Agent with a Function Tool

Learn how to create an agent with a custom function tool.

Weather Agent Example

In this example, we have a weather agent equipped with a custom function tool. This is also known as a function calling agent.

With function tools an agent can use custom-written, locally-defined functions as tools. Function tools are flexible and particularly useful for enterprise use cases because of their local processing, easy authentication, and seamless integration with existing functionality features.


Info: Function tools run locally on your side.
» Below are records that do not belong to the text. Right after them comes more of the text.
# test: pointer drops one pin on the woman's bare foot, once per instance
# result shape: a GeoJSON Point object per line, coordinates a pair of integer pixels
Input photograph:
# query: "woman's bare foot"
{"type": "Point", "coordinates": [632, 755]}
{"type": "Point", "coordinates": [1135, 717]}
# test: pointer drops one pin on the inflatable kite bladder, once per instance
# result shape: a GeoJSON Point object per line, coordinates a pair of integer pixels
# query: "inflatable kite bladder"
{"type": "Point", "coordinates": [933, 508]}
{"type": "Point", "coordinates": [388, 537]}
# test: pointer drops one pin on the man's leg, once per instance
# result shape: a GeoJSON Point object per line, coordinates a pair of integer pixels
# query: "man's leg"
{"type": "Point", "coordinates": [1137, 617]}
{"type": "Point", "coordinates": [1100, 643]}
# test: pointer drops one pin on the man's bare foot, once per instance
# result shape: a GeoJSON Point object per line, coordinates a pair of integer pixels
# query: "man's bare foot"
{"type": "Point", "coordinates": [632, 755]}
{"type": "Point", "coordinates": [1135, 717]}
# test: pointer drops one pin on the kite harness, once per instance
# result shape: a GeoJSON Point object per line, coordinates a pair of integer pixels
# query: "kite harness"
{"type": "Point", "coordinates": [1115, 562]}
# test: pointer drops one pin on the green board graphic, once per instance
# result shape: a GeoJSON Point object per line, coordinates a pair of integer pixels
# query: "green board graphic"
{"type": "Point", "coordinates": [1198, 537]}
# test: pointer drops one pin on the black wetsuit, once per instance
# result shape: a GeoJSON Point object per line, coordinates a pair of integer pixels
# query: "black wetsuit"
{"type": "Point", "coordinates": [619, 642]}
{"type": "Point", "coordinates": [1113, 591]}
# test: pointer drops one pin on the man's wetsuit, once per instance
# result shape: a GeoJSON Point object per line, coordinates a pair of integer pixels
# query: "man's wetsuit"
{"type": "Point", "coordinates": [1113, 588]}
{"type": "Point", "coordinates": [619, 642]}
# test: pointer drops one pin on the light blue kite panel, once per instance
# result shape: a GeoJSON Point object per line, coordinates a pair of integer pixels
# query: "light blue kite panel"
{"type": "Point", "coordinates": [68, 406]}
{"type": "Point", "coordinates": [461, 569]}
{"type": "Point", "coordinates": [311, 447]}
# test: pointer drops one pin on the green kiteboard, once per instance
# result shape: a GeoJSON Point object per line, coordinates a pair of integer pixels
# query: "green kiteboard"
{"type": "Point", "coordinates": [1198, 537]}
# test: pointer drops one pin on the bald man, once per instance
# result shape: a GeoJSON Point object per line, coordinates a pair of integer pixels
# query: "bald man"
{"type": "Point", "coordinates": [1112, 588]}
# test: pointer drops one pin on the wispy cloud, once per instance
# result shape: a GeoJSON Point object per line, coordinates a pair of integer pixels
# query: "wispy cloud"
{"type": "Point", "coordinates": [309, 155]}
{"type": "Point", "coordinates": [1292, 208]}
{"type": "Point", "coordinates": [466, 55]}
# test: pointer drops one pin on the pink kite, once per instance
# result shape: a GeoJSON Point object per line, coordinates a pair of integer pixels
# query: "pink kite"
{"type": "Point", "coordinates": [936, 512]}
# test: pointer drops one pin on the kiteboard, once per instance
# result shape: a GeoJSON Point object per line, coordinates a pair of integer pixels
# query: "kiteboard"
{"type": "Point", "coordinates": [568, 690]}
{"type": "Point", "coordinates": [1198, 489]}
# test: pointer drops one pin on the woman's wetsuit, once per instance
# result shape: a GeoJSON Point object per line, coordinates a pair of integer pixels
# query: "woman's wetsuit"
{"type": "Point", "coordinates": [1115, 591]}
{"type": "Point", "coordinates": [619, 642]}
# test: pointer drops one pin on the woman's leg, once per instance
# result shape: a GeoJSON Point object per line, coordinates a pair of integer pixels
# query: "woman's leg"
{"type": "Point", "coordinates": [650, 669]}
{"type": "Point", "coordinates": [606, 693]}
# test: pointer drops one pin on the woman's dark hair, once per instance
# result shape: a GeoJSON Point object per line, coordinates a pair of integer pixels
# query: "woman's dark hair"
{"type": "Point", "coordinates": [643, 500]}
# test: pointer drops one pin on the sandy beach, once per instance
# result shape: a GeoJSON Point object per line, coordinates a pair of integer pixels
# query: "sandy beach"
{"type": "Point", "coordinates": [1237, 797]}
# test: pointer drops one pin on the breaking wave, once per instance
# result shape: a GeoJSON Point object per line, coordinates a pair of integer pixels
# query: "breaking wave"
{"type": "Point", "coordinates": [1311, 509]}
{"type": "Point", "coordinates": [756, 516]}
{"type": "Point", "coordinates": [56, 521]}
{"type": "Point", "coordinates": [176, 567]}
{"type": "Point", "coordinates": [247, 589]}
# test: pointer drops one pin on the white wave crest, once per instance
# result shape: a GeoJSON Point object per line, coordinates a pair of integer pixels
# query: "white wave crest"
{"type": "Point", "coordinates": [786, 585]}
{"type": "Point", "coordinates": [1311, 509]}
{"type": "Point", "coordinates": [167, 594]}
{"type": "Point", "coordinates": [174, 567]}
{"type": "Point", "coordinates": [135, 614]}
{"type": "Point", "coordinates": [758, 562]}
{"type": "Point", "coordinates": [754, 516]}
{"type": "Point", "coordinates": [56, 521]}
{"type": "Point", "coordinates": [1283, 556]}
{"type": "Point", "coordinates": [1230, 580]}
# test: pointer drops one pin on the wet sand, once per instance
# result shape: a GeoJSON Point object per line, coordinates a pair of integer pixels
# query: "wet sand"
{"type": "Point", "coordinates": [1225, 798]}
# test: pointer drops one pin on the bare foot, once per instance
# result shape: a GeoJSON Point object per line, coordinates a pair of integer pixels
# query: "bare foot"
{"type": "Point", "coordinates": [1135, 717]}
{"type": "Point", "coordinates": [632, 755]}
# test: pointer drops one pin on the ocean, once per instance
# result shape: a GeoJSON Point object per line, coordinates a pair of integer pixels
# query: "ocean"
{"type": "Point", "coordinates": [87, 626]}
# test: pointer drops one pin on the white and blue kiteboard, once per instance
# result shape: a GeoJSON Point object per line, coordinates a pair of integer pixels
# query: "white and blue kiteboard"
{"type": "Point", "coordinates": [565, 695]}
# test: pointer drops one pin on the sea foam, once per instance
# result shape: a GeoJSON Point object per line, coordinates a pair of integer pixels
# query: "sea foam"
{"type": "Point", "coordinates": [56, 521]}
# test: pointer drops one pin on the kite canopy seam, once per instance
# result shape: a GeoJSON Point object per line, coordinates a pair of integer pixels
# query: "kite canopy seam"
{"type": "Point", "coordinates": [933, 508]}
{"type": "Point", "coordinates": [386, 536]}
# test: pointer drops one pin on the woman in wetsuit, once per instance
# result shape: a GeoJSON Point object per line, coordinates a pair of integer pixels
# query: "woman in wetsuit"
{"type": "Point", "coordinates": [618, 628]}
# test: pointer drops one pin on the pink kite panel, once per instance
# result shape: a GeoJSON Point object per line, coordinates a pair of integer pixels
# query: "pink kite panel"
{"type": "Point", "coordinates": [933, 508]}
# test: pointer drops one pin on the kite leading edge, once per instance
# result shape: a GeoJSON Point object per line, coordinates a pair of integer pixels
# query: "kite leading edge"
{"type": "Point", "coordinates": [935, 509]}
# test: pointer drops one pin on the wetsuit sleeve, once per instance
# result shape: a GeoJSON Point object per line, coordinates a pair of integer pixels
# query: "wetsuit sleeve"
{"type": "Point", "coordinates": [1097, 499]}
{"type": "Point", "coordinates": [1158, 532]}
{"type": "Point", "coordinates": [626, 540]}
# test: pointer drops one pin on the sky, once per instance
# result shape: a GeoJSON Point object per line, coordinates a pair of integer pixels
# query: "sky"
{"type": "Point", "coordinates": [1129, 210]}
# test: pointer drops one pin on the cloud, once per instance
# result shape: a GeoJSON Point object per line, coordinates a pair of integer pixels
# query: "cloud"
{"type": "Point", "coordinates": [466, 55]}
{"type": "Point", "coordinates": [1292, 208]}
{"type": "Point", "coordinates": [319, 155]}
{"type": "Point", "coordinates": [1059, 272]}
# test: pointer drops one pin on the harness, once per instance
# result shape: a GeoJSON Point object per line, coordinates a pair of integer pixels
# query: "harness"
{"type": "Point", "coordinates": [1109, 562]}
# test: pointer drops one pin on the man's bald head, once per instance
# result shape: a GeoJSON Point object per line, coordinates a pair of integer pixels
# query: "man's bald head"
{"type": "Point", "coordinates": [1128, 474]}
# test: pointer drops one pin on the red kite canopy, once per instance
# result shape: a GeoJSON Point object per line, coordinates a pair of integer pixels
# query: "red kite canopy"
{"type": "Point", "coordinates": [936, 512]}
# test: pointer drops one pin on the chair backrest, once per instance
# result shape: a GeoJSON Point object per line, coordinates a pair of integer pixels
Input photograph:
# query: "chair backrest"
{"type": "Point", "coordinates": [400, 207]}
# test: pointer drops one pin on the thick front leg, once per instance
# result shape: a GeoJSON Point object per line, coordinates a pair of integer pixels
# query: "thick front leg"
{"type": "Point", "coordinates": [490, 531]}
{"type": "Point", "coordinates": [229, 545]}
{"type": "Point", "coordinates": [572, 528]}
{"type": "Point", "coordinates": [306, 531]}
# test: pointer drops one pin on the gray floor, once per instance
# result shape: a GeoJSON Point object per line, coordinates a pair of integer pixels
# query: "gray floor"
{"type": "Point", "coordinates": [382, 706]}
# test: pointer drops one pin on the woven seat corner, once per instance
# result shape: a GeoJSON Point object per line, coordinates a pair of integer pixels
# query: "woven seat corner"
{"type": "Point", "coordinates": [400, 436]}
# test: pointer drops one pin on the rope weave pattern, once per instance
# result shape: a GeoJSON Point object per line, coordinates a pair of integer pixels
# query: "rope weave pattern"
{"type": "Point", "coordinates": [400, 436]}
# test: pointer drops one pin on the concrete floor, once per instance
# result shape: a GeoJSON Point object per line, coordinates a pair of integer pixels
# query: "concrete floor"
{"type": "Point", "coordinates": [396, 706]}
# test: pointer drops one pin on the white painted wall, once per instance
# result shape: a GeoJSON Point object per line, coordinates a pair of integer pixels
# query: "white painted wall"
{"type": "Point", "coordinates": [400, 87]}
What's sent to the remote agent on the OCI server side is the function definition (function name, function parameters, and their descriptions). OCI servers do not access the function implementation.


weather_agent.py

from typing import Dict, Any
from oci.addons.adk import Agent, AgentClient, tool

@tool
def get_weather(location: str) -> Dict[str, Any]:
    """Get the weather for a given location.

    Args:
      location(str): The location for which weather is queried
    """
    return {"location": location, "temperature": 72, "unit": "F"}


def main():
    client = AgentClient(
        auth_type="api_key",
        profile="DEFAULT",
        region="us-chicago-1"
    )

    agent = Agent(
        client=client,
        agent_endpoint_id="ocid1...",
        instructions="Perform weather queries using the given tools",
        tools=[get_weather]
    )

    agent.setup()

    input = "Is it cold in Seattle?"
    response = agent.run(input)

    response.pretty_print()

if __name__ == "__main__":
    main()

You write a plain function get_weather, decorate it with @tool, and use standard docstring to write function description and parameter descriptions.

Your function can return anything that can be converted to a string. Here we just return a Dict simulating a JSON object we get from database, cache, or API endpoint.

You then pass that function to the tools list when creating the Agent object. This registers the function as a tool to the agent locally.

When you run the agent.setup() method, the ADK applies the local agent setup to the remote agent instance, which includes the agent instructions and the function tool. The ADK automatically generates the function JSON schema that's needed to set up the custom function tool on the server.

When you run the agent.run() method, the ADK handles the client-server interaction necessary for function calling, which includes invoking the get_weather function.

How it works

When the remote agent decides to use the get_weather tool, it replies with a response that contains a required action the client needs to take. In this case, the required action for the client is to invoke the get_weather function tool, with an argument location=Seattle.

The remote agent applies the intent classification to use the get_weather tool, and the argument slot filling, based on the natural language query Is it cold in Seattle?.

The ADK parses the required action, locates the local function registered, executes this function with the given arguments, captures the function call output, and submits the output back to the remote agent. The agent can use that output to generate an answer to the user's question.